The optimal operating point may be different depending on the clinical situation. The default operating point led to the detection of 92% of all normal chest radiographs, potentially leading to a workload reduction of 36%. However, at this operating point also more radiographs were classified as normal that contained abnormalities according to our reference standard. This may not be clinically acceptable, and even with a conservative operating point, the AI system was not perfect. At the conservative operating point, the AI system still missed four urgent findings, and one of these misses was a CT-confirmed hilar mass. However, it is assumable that radiologists would have a comparable miss rate, as described in the literature [21, 25,26,27,28]. This is also reflected in the performance of the original report in the study by Plesner et al, in which the radiologist reached a sensitivity of 93.5% for ‘critical’ abnormalities. For broader acceptance of the use of autonomous AI systems, a conservative threshold should be chosen. To avoid any significant mistakes by the AI system an even more conservative operating point could be chosen. However, there is always a trade-off between the number of missed findings and the percentage of detected normal radiographs (i.e., the workload reduction). Another aspect to consider is that the AI system used in the study is not specifically designed to find normal radiographs, but rather to find the predefined ten distinct abnormalities seen on the chest radiograph. Therefore, chest radiographs that contain thoracic abnormalities outside the scope of the AI system may mistakenly be considered normal in our study. For instance, the AI system detects mediastinal widening, but only at the upper mediastinal level. This may be the reason why the hilar mass was missed.

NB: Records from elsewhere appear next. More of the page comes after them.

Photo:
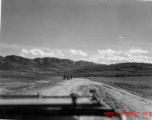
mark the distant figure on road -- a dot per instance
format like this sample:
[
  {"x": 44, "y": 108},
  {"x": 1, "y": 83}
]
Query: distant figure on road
[{"x": 64, "y": 76}]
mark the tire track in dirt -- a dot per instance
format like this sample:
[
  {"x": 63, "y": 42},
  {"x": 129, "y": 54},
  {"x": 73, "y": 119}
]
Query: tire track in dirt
[{"x": 116, "y": 98}]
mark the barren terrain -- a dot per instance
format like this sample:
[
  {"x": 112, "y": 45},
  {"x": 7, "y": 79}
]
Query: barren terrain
[{"x": 116, "y": 98}]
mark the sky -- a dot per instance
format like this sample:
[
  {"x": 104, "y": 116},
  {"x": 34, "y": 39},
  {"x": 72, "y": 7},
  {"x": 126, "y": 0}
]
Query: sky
[{"x": 100, "y": 31}]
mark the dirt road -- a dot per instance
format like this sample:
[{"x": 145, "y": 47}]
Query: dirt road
[{"x": 116, "y": 98}]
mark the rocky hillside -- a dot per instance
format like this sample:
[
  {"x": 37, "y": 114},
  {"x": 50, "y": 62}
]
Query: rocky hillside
[{"x": 47, "y": 63}]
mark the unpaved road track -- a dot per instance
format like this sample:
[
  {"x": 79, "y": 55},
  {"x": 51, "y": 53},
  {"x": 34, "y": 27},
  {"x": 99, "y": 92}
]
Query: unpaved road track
[{"x": 116, "y": 98}]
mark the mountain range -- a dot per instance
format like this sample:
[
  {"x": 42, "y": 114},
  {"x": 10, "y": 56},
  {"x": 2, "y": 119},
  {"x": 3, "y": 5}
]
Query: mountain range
[{"x": 82, "y": 68}]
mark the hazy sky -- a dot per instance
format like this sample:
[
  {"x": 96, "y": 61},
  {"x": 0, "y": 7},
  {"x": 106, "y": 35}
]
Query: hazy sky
[{"x": 102, "y": 31}]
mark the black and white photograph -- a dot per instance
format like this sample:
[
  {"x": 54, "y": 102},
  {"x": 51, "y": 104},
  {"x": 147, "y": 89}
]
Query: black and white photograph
[{"x": 76, "y": 59}]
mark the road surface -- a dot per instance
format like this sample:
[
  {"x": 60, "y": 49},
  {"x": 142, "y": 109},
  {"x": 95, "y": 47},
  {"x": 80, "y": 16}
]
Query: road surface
[{"x": 116, "y": 98}]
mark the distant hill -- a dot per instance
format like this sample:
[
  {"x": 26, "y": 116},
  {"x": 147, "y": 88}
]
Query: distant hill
[
  {"x": 77, "y": 68},
  {"x": 48, "y": 63}
]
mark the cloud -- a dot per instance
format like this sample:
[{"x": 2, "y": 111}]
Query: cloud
[
  {"x": 40, "y": 53},
  {"x": 78, "y": 52},
  {"x": 110, "y": 56},
  {"x": 137, "y": 51}
]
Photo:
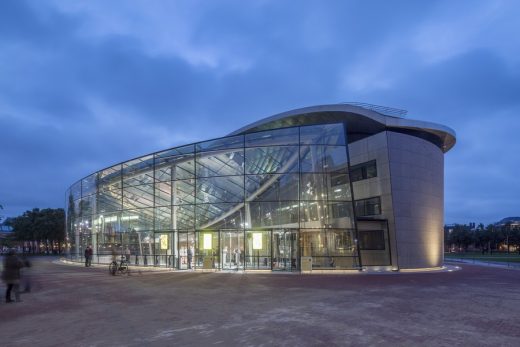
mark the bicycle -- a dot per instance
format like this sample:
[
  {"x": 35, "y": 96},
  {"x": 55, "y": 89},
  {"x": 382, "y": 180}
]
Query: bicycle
[{"x": 121, "y": 267}]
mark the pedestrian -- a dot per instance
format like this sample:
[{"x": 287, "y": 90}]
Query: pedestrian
[
  {"x": 26, "y": 278},
  {"x": 11, "y": 275},
  {"x": 190, "y": 256},
  {"x": 86, "y": 254},
  {"x": 90, "y": 255}
]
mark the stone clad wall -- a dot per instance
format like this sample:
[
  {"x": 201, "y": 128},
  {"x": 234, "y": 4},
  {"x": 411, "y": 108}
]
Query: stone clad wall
[{"x": 417, "y": 182}]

Our study had a few limitations. First, the reference standard relies on expert opinion. We tried to avoid bias by including three experts in our reference standard. Moreover, to further optimize our reference standard, the experts had access to the original report which offered valuable clinical context for reviewing the radiographs. The reference standard might have been stronger when CT data was included. However, for the purpose of this study, we believe that using consecutive data outweighed the potential benefits of a CT-controlled set-up. Second, we did not include bedside or pediatric images in our analysis. On the other hand, the number of normal bedside chest radiographs is low, and bedside images are commonly used to monitor patients, and not to exclude disease. We included the bedside radiographs in the calculation of workload reduction, to get a fair estimate of potential time saving. Third, no external validation of the AI system has been performed. Although the AI system is commercially available, it was not designed or CE-marked to detect normal chest radiographs. External validation is useful to demonstrate the robustness of the AI system. Finally, the actual reduction in workload may be less than our reported 15%. The reading times for chest radiographs are short in general and even shorter for normal radiographs. Therefore, the more challenging and time-consuming cases still necessitate radiologist assessment. Moreover, the AI system is not yet approved for standalone reporting of (normal) chest radiographs, and therefore requires oversight by a human expert. Still, due to the high volume of chest radiographs, substantial time can be saved by expediting reporting or even removing the normal chest radiographs from the routine clinical workflow.

Overall, this study shows that a commercially available AI system can effectively identify normal chest radiographs and has the potential to reduce the workload for radiologists by eliminating a significant number of normal exams from human reporting. This has implications for improving the efficiency in radiology departments, especially in the context of increasing workload and the need to optimize healthcare budgets. However, further research and validation on larger datasets, as well as prospective studies are necessary to assess the generalizability and reliability of AI systems for chest radiography.